We modified the gambling task according to the children's cognitive characteristics. The experiment was programmed and executed with E-prime (Psychology Software Tools, Pittsburg, PA). The task was administered under three reinforcement-contingency conditions: reward, small punishment and large punishment, which were operationalized as score gains and losses. In each trial, the participants were presented with two “doors” side by side (3000 ms) in the center of a black screen, following a 600–1000 ms central fixation cue. Participants were told that there was a happy face behind one door and a sad face behind the other door. Participants used a response box to make their choices. After an 800 ms interval, the feedback was displayed on the screen (1500 ms) by a number that indicated what the participants gained or lost. The happy face was always “+2” (Reward, RD), while the sad face could be “−1” (Low-deduct, LD) or “-4” (High-deduct, HD). The RD:LD:HD ratio was 6∶2∶2. All stimuli were randomly presented. If the participants did not respond within the required time (3000 ms), while the doors were on the screen, the computer would choose one door at random.

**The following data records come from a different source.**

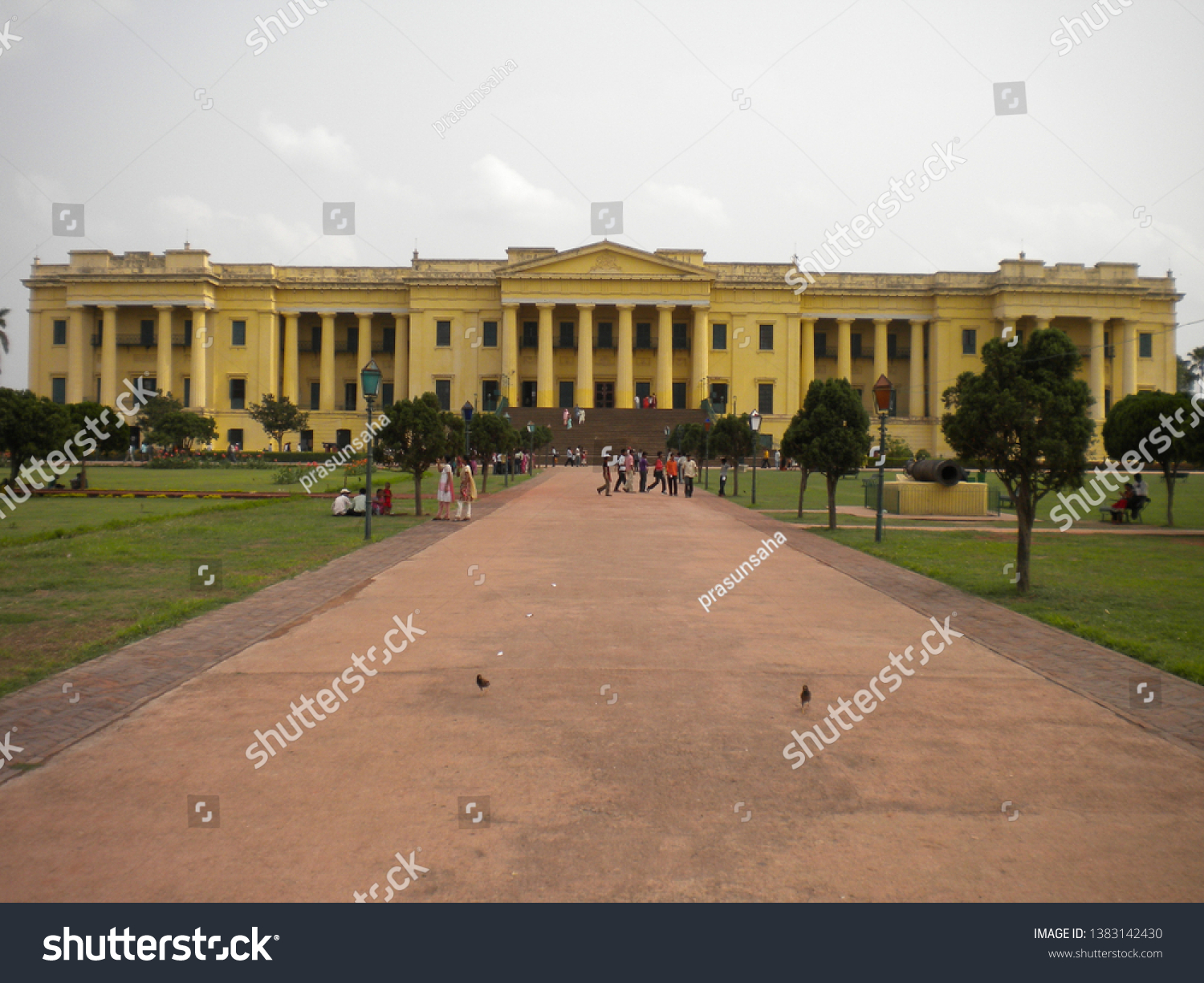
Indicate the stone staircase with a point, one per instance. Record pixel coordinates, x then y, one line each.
640 429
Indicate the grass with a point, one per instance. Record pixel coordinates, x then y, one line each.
1137 595
86 576
779 490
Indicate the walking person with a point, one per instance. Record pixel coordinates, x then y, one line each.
467 491
445 492
606 478
659 477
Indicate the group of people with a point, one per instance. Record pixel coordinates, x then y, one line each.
466 494
667 472
382 503
522 464
575 457
1132 499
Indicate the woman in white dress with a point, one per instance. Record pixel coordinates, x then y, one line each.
445 494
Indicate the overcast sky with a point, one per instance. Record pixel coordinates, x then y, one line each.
743 129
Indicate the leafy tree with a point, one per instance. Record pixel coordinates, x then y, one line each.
1025 416
832 436
31 426
180 429
279 416
797 445
490 435
732 437
106 421
152 414
688 438
419 433
1153 419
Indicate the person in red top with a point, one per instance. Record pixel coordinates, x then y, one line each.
671 471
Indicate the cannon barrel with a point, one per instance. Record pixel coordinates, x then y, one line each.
943 472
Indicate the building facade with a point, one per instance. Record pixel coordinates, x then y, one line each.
599 327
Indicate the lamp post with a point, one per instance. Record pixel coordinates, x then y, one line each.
370 385
883 389
755 424
466 409
510 454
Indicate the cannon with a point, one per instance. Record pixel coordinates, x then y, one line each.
946 473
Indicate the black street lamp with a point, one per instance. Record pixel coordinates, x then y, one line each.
510 454
466 409
755 424
883 390
370 384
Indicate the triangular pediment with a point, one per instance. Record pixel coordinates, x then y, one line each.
604 260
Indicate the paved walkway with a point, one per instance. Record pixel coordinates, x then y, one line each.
630 746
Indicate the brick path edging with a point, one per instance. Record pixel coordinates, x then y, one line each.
115 684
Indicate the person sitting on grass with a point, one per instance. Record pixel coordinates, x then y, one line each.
342 503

The task took approximately 30 min and consisted of 10 blocks, with each block including 30 trials. The participants had a rest after each block. The children were told that they would be given the final reward according to the all rewards or punishments of the whole task. However, unknown to the children, happy faces and sad faces were randomly presented independent of their response. The children were simply told to “make as many scores as possible.” All subjects were provided with the same amount of compensation, 50 yuan RBM.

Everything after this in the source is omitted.